Getting Started with SQL Server Integration Services
You've no doubt heard of SQL Server Integration Services (SSIS) by now, and probably even know that it's the SQL Server 2005 replacement for the older Data Transformation Services. Microsoft calls SSIS "a platform for building high performance data integration solutions, including extraction, transformation, and load (ETL) packages for data warehousing." A simpler way to think of SSIS is that it's the solution for automating SQL Server. But it's also one of the more complex parts of the latest version of SQL Server, and it can be tough to get started with it. In this article, I'm going to give you the whirlwind SSIS tour. This won't be enough to make you an expert, or even to leave you building your own SSIS packages without referring to the documentation. But it should help you get oriented in this complicated new world.
Packages and BIDS
The basic organizational concept of SSIS is the package. A package is a collection of SSIS objects including:
- Connections to data sources.
- Data flows, which include the sources and destinations that extract and load data, the transformations that modify and extend data, and the paths that link sources, transformations, and destinations.
- Control flows, which include tasks and containers that execute when the package runs. You can organize tasks in sequences and in loops.
- Event handlers, which are workflows that runs in response to the events raised by a package, task, or container.
To work with SSIS packages you use BIDS - not the sort of bids you find in an auction, but Business Intelligence Development Studio, a version of Microsoft Visual Studio that's customized for (and shipped with) SQL Server 2005. You launch it from the SQL Server 2005 Program Manager group, and if you do that and select File, New, Project you'll find that you can create an Integration Services Project using a template. Figure 1 shows a brand new Integration Services Project just waiting for its objects.

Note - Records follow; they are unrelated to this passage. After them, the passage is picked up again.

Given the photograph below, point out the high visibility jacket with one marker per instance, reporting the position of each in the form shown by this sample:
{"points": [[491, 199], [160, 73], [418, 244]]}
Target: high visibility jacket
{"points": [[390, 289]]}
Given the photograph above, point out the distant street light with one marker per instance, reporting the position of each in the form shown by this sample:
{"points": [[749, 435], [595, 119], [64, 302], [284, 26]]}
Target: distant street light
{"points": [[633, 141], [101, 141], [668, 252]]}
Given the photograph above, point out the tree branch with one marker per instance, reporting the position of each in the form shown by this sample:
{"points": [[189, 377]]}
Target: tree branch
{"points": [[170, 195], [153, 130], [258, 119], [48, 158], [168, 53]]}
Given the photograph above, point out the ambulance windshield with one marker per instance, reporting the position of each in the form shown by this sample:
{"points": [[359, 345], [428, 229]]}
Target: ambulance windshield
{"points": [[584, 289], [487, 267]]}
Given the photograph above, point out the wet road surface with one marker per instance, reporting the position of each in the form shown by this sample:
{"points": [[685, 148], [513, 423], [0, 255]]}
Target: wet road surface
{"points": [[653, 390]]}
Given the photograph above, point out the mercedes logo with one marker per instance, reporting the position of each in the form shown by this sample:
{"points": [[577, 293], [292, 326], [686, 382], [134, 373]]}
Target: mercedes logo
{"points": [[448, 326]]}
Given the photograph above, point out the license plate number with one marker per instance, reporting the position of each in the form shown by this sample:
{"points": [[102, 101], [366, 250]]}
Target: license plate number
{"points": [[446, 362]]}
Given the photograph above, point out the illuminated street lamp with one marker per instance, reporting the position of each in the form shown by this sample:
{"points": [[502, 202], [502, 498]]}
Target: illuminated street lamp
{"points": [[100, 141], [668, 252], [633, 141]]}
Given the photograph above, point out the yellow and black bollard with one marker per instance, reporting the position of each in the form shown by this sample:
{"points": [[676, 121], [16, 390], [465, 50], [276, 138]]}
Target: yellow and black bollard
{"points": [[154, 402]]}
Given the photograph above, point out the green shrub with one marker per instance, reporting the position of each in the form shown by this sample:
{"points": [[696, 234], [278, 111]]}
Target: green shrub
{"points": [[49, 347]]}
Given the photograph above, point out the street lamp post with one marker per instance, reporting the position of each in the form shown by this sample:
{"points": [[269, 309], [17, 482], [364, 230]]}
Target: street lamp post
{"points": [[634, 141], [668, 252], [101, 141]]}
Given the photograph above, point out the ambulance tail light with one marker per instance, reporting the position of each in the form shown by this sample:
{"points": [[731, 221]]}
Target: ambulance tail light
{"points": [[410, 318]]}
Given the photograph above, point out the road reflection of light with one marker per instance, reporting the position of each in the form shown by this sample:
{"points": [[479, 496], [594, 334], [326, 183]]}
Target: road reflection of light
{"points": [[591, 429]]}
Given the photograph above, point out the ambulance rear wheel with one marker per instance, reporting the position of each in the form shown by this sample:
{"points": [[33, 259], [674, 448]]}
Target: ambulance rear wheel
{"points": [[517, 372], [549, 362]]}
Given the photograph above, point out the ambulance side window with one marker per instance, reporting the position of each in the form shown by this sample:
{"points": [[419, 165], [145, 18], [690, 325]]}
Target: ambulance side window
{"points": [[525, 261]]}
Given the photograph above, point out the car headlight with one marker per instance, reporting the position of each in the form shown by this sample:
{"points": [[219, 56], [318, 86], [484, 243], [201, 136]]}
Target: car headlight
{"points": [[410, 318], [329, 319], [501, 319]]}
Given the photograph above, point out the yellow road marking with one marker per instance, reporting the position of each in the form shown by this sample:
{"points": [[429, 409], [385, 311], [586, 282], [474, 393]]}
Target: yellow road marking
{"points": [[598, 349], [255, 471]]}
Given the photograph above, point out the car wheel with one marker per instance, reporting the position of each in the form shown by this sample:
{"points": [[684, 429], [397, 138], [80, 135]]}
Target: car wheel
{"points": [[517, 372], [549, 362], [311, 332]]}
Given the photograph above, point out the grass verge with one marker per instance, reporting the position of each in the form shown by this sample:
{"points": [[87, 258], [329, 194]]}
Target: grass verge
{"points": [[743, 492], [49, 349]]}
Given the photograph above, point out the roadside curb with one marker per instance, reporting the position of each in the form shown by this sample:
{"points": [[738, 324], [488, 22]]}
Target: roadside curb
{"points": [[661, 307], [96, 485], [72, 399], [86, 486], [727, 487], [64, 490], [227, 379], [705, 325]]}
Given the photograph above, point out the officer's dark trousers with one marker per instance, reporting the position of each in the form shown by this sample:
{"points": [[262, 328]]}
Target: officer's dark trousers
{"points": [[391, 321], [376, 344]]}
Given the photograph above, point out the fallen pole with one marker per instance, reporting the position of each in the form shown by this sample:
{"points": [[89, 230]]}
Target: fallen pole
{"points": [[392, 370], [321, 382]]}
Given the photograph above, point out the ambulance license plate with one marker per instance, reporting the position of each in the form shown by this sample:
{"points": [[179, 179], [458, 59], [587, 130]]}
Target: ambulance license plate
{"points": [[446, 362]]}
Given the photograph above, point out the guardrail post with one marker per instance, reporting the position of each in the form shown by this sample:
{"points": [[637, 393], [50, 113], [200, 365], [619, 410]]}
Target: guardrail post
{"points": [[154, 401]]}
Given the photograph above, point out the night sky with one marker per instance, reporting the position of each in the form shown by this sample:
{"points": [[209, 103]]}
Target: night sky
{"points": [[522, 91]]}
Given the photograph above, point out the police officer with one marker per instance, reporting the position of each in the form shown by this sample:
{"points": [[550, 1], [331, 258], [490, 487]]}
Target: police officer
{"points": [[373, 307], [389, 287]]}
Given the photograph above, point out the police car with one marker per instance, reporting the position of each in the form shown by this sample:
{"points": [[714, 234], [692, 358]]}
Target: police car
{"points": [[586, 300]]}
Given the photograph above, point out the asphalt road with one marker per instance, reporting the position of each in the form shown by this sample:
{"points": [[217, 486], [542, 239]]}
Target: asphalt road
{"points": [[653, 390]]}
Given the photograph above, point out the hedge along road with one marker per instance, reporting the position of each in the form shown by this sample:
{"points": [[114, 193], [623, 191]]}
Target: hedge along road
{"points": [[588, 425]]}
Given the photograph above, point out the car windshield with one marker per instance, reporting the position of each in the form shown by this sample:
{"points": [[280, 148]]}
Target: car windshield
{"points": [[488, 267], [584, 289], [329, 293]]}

The first step in building a package is to add some connection managers. Connection managers are used to integrate different data sources into your package and there are a wide variety of them available: ADO.NET Connection Manager, Excel Connection Manager, Flat File Connection Manager, WMI Connection Manager, and so on, each connecting to a different type of data.
To create a Connection Manager, you right-click anywhere in the Connection Managers area of a package in BIDS and choose the appropriate shortcut from the shortcut menu. Each Connection Manager has its own custom configuration dialog box with specific options that you need to fill out. Figure 2 shows what the Connection Managers area looks like with connections to a SQL Server 2005 database and a flat file.
Building Control Flows
The Control Flow tab of the Package Designer is where you tell SSIS what the package will do. You create your control flow by dragging and dropping items from the toolbox to the surface, and then dragging and dropping connections between the objects. The objects you can drop here break up into four different groups:
- Tasks are things that SSIS can do, such as execute SQL statements or transfer objects from one SQL Server to another.
- Maintenance Plan tasks are a special group of tasks that handle jobs such as checking database integrity and rebuilding indexes.
- The Data Flow Task is a general purpose task for ETL (extract, transform, and load) operations on data. There's a separate design tab for building the details of a Data Flow Task.
- Containers are objects that can hold a group of tasks.
The basic workflow on the Control Flow tab is pretty simple. You drag tasks from the Toolbox to the tab, and use the Properties window to set their properties. You drag connections between tasks to specify the order that they execute in. If you used the DTS designer in SQL Server 2000, this sort of thing should be pretty familiar. Figure 3 shows some Control Flow tasks for a package.